Biotech Giant Amgen Misses Street's Expectations
Amgen (AMGN), the world's largest biotechnology company, reported fourth-quarter results that missed Wall Street's expectations, as a 2% increase in sales failed to translate into a stronger bottom line. The quarter was a somewhat expected disappointment, as its adjusted earnings per share decreased 1% to $1.05 per share, below analyst estimates of $1.16 per share, according to Thomson Reuters.For the full year, Amgen earned $4.91 per share versus $4.55 in 2008, and below consensus of $4.99 per share. Total revenue increased during the quarter to $3.81 billion versus $3.75 billion in the fourth quarter of 2008, but was slightly below estimates of $3.85 billion. For the full year 2009, total revenue decreased 2% to $14.64 billion from $15 billion in 2008, and slightly below projections of $14.68 billion.
Anemia Drugs' Sales Mostly Decline
Investors, who worried about Amgen's anemia drugs ahead of the release found their concerns warranted. Worldwide sales of anemia drug Aranesp decreased 8% to $648 million in the fourth quarter of 2009, with U.S. Aranesp sales down 20% to $288 million. Amgen blamed the lower demand on several factors, including the product label change in August 2008 to add a warning, and a decrease in average net sales price.
But new study data published in October further heightened safety concerns, showing that Aranesp nearly doubled the risk of stroke in people with diabetes and chronic kidney problems. The U.S. Food and Drug Administration plans to re-examine safety issues on the drugs
Sales of another anemia drug, Epogen, however, increased 9% to $703 million in the quarter, primarily due to an increase in demand coming from patient population growth, increased dose utilization and an increase in average net sales price. But sales of Enbrel were relatively unchanged in the fourth quarter of 2009 at $912 million.
Combined worldwide sales of Neulasta and Neupogen, drugs that stimulate the production of neutrophils (a type of white blood cell) in the blood, increased 2% to $1.20 billion in the fourth quarter. There was a slight decrease in the U.S. as a mid-single digit increase in demand, caused by an increase in sale price, was offset by unfavorable changes in wholesaler inventories.
Company's Hopes Rest On Bone Drug
Going forward, investors are looking at Amgen's osteoporosis drug denosumab for growth. Indeed, Kevin Sharer, Chairman and CEO said, "We delivered solid performance in 2009 and look forward to growing our top and bottom line meaningfully in 2010." He added, "We are ready and look forward to launching denosumab worldwide this year."
But that, for now, has proven easier said than done. Denosumab, or its brand name Prolia, is a potential future blockbuster osteoporosis drug and so far it has met with some resistance by the FDA in October, with the agency requesting more information, specifically, a risk-mitigation plan.

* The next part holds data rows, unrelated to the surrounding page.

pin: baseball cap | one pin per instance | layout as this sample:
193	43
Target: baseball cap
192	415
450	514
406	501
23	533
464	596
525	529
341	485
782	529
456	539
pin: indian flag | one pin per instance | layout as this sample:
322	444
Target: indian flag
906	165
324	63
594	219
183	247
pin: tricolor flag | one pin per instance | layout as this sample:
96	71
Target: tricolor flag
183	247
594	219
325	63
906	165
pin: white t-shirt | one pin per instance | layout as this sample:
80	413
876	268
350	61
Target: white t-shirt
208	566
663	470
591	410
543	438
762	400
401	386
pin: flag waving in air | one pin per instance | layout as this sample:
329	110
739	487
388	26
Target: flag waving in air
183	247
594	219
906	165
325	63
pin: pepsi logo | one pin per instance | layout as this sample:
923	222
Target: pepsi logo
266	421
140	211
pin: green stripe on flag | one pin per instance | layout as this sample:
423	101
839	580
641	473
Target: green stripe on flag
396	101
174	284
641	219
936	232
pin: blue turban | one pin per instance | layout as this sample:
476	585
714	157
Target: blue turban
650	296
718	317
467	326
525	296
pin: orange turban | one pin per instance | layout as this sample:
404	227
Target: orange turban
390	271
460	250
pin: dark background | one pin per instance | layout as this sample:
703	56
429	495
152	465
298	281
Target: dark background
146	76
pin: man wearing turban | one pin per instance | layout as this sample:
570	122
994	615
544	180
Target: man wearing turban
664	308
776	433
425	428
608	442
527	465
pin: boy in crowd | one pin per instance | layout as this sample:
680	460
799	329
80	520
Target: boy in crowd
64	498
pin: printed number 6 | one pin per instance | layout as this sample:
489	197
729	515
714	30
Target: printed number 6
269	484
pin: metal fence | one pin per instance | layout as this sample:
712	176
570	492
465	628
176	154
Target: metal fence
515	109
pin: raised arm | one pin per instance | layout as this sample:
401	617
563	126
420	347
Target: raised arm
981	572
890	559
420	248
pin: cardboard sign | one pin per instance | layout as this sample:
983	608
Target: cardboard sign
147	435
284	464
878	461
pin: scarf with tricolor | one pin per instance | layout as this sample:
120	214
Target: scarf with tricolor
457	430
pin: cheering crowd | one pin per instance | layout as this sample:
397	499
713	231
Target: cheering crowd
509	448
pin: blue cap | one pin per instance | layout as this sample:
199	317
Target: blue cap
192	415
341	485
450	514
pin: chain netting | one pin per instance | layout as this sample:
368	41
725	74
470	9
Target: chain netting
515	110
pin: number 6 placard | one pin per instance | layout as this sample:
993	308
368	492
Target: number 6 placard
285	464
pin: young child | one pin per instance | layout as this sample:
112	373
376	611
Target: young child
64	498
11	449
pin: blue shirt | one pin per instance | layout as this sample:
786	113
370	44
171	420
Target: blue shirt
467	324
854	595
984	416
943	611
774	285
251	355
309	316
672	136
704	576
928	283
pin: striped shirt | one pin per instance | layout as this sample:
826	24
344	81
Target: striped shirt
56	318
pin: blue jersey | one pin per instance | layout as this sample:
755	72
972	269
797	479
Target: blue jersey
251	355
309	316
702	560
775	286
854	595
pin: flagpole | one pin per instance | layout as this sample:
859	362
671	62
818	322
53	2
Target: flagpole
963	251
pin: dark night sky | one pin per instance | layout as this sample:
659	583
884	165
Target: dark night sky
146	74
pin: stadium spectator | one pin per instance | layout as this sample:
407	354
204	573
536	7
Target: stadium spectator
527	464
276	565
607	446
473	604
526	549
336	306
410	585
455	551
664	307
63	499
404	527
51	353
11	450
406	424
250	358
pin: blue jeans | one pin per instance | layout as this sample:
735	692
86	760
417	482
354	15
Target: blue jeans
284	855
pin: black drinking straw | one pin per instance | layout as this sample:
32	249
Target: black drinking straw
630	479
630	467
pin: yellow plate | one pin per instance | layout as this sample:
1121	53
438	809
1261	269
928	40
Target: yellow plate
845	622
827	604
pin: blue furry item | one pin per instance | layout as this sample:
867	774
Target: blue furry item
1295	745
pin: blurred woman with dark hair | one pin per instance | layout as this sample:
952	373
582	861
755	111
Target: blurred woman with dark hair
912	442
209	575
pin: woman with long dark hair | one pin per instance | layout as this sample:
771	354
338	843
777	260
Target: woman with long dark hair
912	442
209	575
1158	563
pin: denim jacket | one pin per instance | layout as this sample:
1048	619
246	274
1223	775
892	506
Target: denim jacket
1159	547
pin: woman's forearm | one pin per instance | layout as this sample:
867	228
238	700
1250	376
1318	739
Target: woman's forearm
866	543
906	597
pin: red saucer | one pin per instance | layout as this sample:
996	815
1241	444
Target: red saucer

Amgen announced that it has submitted the information requested by the FDA, which is crucial for the process. It also said the results from the prostate study are expected in the first quarter of 2010. The company discussed the worldwide submission of a Biological License Application later this year for the treatment of skeletal related events in advanced cancer patients.
In addition, Amgen announced that it anticipates data from the late-stage bone metastasis prevention study in prostate cancer in the second half of 2010. Also, the FDA has approved Amgen's bone metastasis study in breast cancer patients. As well, a male osteoporosis study is enrolling subjects.
It's these latest studies that give some investors hope for a mega-blockbuster potential with analysts throwing such numbers as $14 billion in annual revenue by 2014 for the drug.
With regards to its other pipeline potentials, Amgen says it anticipates the completion of a late-stage trial for cardiovascular drug Sensipar/Mimpara. It says that it's nearly complete in the late-stage, first-line non-small cell lung cancer study on Motesanib. It also announced it will initiate AMG 386 late-stage program in ovarian cancer. Management sounded very confident about its pipeline.
Amgen expects total revenue for 2010 to be in the range of $15.1 billion to $15.5 billion and adjusted earnings per share to be in the range of $5.05 to $5.25, excluding certain expenses. These are in line with Wall Street's expectations.
Over the last 12 months, Amgen stock has risen 4.7%, underperforming its peers and broader market. The company has lowered Wall Street's expectations recently despite managing to deliver solid results in previous quarters and in this one. With Amgen's $5 billion in stock buyback plan and possible good news from the denosumab front, Amgen stock could see better days ahead.